Deb Margolin’s Performance Composition: Writing and Embodying



Poetry and the Monologue

These four pages comprise two examples of Margolin’s performative writing. The first image is a selection from her earlier collection of writing and notes. This piece is housed in the collection with her poetry, notes and drafts from approximately the 1970’s, however this example does not have an exact date. The subsequent three pages make up a monologue from her script “Of All the Nerve,” this one is titled “Out of Work Jazz Musician.” These two selections are put in conversation through this exhibit that seeks to view Margolin’s personal development as a performative writer and how her writing may evoke performative qualities even when it is not presented in script form.

The line, “So I stand over my thoughts and dreams…” immediately acquaints the reader with Margolin’s point of view, that is imaginative and limitless, because the ‘I’ is ‘standing over’ or existing above/beyond the intangible essence of ‘thoughts and dreams.’ This imagined circumstance is poetic precisely because it is impossible in terms of the literal and the metaphor and allusions throughout are lyrical as well as historical. This mixing of free indirect discourse with evocative description creates a sense of flowing consciousness and self-awareness within the writing that is performed by the ‘I’ who follows this train of thought to the end of the page. This point of view affects a specificity that is accessible only though this mode of stream of consciousness, where the progression of the piece is contingent upon associations that are automatic to the narrative perspective.

This is how automatic writing is performative. Firstly, it is performative to the writer herself. As Margolin convinces her students reading her syllabus, “by sheer dint of spiritual gravity, the writer tends to drop deeper and deeper, surprising herself.” And the subsequent association with this surprise written out in front of her will compel the actor to probe the feeling or the place from whence this image, story, experience, description…etc, arose from; this process may be tracked in the development of this piece from beginning to end.

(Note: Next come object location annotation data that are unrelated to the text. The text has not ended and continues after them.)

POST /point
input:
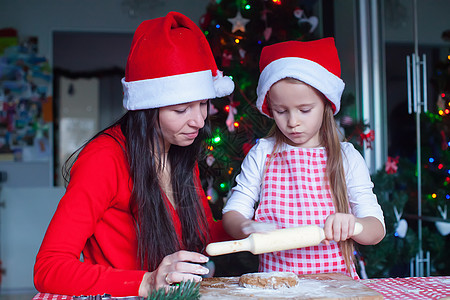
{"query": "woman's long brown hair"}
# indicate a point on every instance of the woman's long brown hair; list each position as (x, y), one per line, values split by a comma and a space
(154, 227)
(329, 138)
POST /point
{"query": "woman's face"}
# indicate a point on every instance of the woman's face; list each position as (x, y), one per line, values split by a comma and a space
(180, 123)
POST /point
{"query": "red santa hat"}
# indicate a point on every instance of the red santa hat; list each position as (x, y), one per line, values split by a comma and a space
(170, 62)
(314, 62)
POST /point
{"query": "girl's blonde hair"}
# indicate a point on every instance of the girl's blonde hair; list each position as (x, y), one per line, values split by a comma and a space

The Context of ‘The Script’

The monologue selection, by comparison is more obviously performative, however there are detectable traces of style and technique that carry over from her earlier writing. Written about 20 years later, this monologue is exemplary of Margolin’s performative aim to collapse boundaries. One way that the writer does this is through automatic writing, which collapses the internal boundaries in the writer’s mind when trying to write logically and clearly. In “Out of Work Jazz Musician,” Margolin’s writing collapses another boundary by engaging the actor with the character and with the audience, simultaneously. ‘Collapsing boundaries’ is the conscious action of effecting a realness and presence in performative writing, so that the art of performance is presented to the audience as true life. It can be collapsing boundaries of identity, time, reality, gender…etc. In this way, the performance is read as the present, the now: this is the essential role of writing for Margolin’s performance, because it creates a space of intervention for the actor to then embody and live the composition.